Language Detection in Watson Explorer Engine
Language detection in Watson™ Explorer Engine is done through statistical classification by the Normalization converter. The language detection process compares the language model for a specified content element against language models that have been precalculated from known representative samples of those languages. The Language Detection settings for the Normalization converter enable you to change the content elements that are used for language detection, how many bytes of each element are used in the detection process, and so on. Watson Explorer Engine currently enables 14 language models: English, Spanish, French, Swedish, Italian, Dutch, Japanese, Chinese, Korean, Thai, Portuguese, German, Russian, and Catalan.
The language models are partitioned into Chinese-Japanese-Korean and Thai (CJK) and non-CJK languages. An initial test that counts the number of CJK and non-CJK characters in the text determines which set of language models is used. If more CJK characters are found then the CJK language models are used, otherwise the non-CJK models are used. The reason for this separation is that the size of the language model is huge in CJK languages relative to the size of language models such as English.

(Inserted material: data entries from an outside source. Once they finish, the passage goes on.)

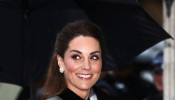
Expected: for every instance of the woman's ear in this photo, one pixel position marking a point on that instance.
(60, 60)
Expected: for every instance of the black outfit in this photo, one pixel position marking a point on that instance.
(154, 95)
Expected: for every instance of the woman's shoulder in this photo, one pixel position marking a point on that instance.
(55, 98)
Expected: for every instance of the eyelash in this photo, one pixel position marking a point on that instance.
(95, 58)
(92, 57)
(75, 57)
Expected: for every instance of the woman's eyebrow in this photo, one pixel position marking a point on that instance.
(94, 52)
(76, 51)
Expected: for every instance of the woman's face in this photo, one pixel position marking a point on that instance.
(82, 63)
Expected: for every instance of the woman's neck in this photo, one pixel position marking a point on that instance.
(82, 93)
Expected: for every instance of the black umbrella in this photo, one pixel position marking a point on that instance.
(28, 29)
(128, 29)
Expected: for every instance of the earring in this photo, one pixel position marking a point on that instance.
(61, 70)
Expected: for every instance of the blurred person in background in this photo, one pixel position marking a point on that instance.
(157, 91)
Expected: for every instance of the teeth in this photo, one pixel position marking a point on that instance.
(84, 76)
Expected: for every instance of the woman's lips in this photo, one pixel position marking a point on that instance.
(84, 76)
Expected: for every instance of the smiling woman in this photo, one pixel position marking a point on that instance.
(76, 63)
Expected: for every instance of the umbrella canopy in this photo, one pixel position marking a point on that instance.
(28, 29)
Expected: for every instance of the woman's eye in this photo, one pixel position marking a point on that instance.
(95, 57)
(76, 57)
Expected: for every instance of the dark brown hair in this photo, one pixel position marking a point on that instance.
(55, 81)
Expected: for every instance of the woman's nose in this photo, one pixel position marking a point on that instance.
(86, 65)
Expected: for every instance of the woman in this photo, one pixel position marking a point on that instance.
(76, 62)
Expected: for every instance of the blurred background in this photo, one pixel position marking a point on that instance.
(28, 29)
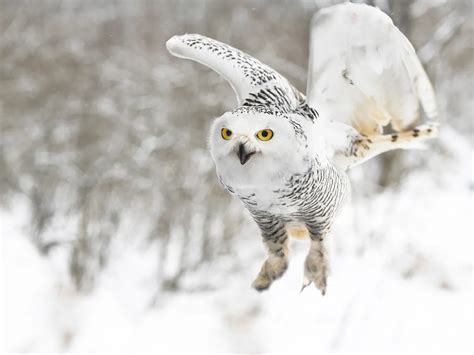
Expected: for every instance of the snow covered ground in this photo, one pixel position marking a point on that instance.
(401, 280)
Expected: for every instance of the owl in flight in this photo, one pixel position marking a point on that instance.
(284, 154)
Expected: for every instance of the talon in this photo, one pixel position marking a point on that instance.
(306, 283)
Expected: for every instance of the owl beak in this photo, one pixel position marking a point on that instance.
(244, 154)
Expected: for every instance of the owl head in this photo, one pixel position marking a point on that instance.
(254, 145)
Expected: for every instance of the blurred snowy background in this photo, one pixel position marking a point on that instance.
(115, 235)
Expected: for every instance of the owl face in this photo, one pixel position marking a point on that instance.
(253, 147)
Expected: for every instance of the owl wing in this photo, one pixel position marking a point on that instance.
(363, 72)
(253, 82)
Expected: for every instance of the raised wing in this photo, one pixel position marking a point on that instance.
(254, 83)
(364, 72)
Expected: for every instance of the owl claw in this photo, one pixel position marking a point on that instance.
(306, 283)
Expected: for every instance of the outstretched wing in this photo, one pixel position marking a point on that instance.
(254, 83)
(364, 72)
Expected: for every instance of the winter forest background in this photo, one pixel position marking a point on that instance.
(115, 235)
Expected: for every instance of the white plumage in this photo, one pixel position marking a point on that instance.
(285, 155)
(364, 72)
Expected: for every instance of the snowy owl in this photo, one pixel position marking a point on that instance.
(284, 155)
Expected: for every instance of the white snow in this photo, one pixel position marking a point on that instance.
(401, 281)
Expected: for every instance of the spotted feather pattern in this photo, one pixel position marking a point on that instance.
(314, 198)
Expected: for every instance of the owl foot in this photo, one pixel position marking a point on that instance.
(316, 270)
(273, 268)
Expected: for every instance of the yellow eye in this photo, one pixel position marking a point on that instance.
(226, 133)
(265, 134)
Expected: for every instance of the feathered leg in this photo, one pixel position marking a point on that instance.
(276, 240)
(316, 265)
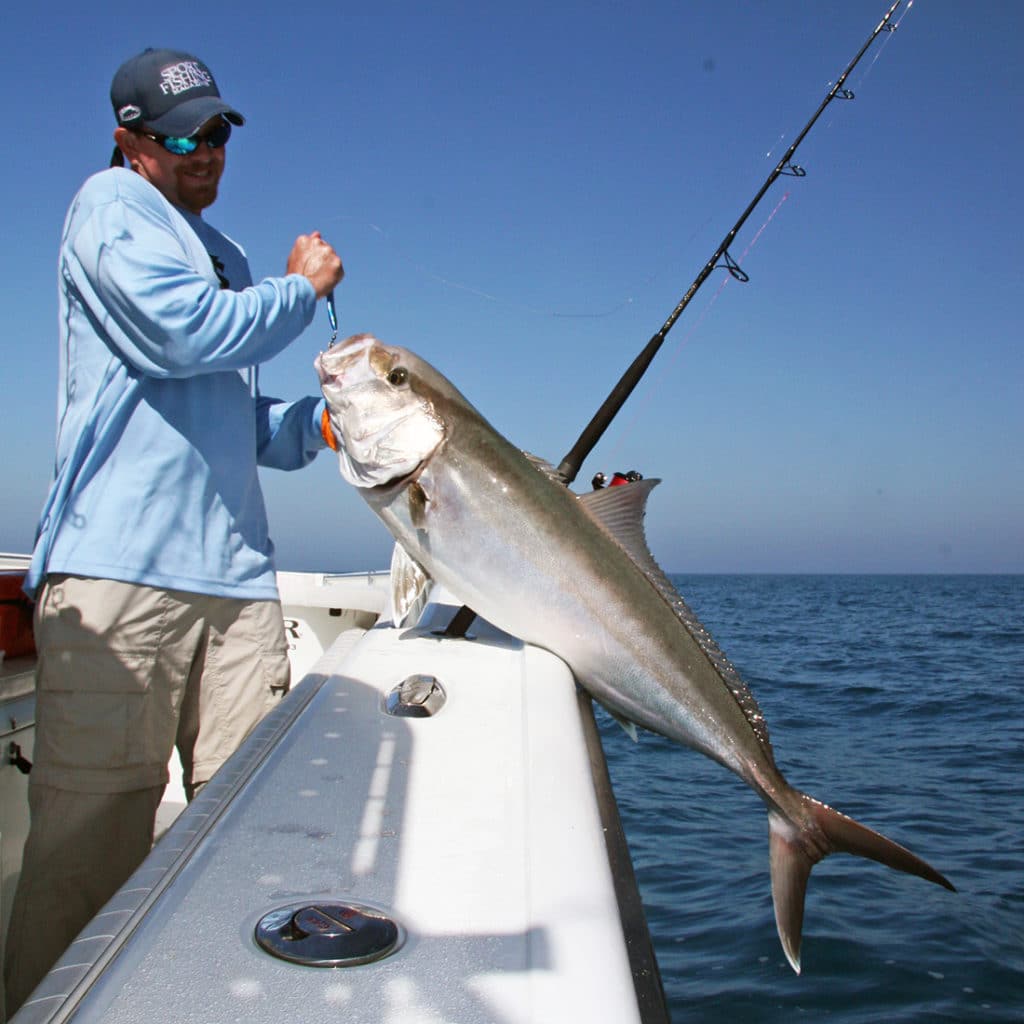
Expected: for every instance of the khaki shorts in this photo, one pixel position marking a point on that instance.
(127, 672)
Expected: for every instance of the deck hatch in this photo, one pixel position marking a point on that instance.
(416, 696)
(328, 934)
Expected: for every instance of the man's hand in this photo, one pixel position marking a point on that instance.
(315, 259)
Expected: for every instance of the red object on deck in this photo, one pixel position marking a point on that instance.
(15, 615)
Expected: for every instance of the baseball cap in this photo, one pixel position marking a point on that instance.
(168, 91)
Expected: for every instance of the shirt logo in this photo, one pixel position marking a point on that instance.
(186, 75)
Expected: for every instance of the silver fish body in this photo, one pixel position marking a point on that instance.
(571, 574)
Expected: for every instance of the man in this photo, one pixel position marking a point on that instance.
(158, 622)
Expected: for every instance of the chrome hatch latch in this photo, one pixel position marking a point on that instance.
(328, 934)
(416, 696)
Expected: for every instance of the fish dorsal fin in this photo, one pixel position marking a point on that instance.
(545, 467)
(410, 588)
(621, 510)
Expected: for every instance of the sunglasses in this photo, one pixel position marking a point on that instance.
(181, 145)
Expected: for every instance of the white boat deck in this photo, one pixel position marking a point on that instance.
(477, 829)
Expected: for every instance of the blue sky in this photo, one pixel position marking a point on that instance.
(521, 193)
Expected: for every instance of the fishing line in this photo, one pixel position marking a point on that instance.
(631, 425)
(569, 466)
(454, 284)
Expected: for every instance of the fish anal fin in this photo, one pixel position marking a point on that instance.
(410, 587)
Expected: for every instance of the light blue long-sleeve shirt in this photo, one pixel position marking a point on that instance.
(160, 427)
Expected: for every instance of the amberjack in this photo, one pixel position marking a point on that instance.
(570, 573)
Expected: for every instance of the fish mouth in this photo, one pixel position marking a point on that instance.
(342, 357)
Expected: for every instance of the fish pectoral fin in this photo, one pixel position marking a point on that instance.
(410, 587)
(629, 727)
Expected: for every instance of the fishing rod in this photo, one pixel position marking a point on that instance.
(592, 434)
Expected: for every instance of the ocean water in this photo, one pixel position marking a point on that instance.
(898, 700)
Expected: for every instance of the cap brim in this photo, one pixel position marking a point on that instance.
(187, 118)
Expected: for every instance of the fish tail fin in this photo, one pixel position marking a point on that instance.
(797, 843)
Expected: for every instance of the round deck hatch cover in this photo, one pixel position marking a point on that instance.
(328, 934)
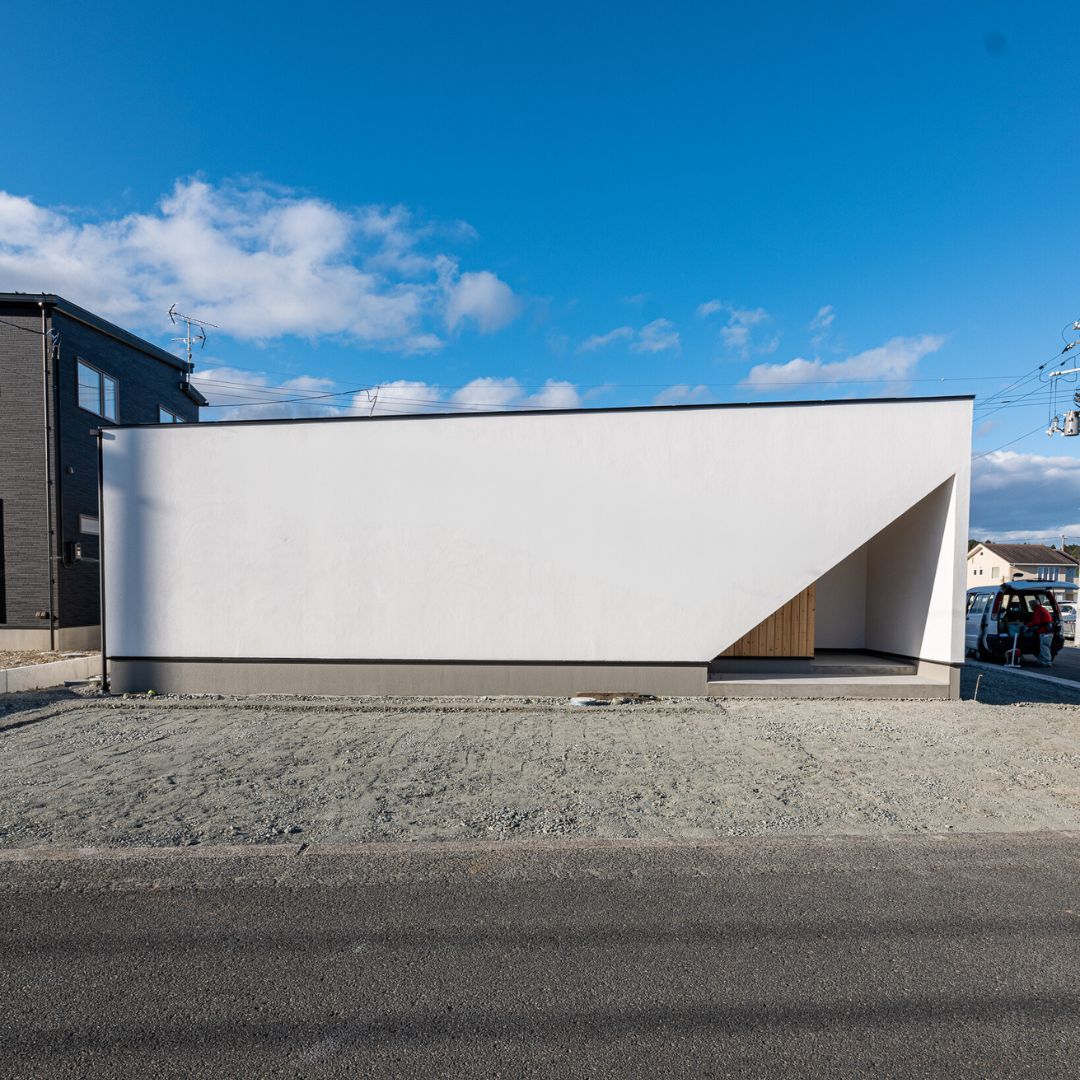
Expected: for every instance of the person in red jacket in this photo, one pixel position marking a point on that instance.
(1041, 624)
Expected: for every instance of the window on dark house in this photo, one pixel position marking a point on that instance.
(98, 392)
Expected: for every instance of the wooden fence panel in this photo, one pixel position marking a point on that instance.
(787, 632)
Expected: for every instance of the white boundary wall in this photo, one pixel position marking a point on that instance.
(599, 536)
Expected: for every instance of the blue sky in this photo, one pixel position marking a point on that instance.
(489, 205)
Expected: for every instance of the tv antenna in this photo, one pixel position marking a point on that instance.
(196, 333)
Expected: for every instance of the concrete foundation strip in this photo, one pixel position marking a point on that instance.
(1027, 674)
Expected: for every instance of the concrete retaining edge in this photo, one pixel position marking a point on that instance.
(43, 676)
(359, 865)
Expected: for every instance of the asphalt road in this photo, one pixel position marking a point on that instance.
(923, 957)
(1067, 664)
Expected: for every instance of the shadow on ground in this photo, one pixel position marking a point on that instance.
(1009, 688)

Once the set of language models to use is determined, Watson Explorer Engine calculates a language model for the input text using the 300 most common (in other words, most highly ranked) sequences of between 1 and 4 characters (n-grams) that appear within any word in the input text. The degree of match between two language models is calculated by using an "out of place" measure, where each n-gram that appears in the new language model is compared with those in each existing language model. The result of this comparison contributes to the overall comparison score in the following way:
- if an n-gram appears in both language models, that n-gram contributes the absolute value of rank1 - rank2 to the score, where rank1 is the rank of the n-gram in the new language model and rank2 is the rank of the n-gram in the existing model. The difference in ranks identifies the distance between the two n-grams in terms of frequency.
- if an n-gram does not appear in both language models, that n-gram contributes a score of 300 to the score because the different between the ranks of the two n-grams is at least 300 since one of them did not appear in the language model.
After comparing the language model of the input text against each of the precalculated language models, the best language match is the one with the lowest score.
The language match is then further qualified (and ties are eliminated) by generating a confidence score for that match. This confidence score is calculated by dividing the difference between the two lowest scores (in other words, the two best scores) by a divisor that consists of a general comfort value for the quality of the language match minus the difference between the best and worst scores. The comfort value is applied to take into account whether the language model for the new value provided sufficient data for a meaningful language analysis. This factor is calculated by multiplying the number of n-grams in a standard language model (300) by 300 minus the number of n-grams that were actually present in the language model that you are trying to identify. The calculations done to compute the confidence score for the language match are therefore:
COMFORT = 300 - (300 - input-n-grams) CONFIDENCE = (best2 - best1) / (COMFORT - best + worst)
If the CONFIDENCE score is less than 0.01, the normalization converter assumes that no language has been successfully detected, and will return "unknown" (or whatever label has been set in the normalization converter for the default language).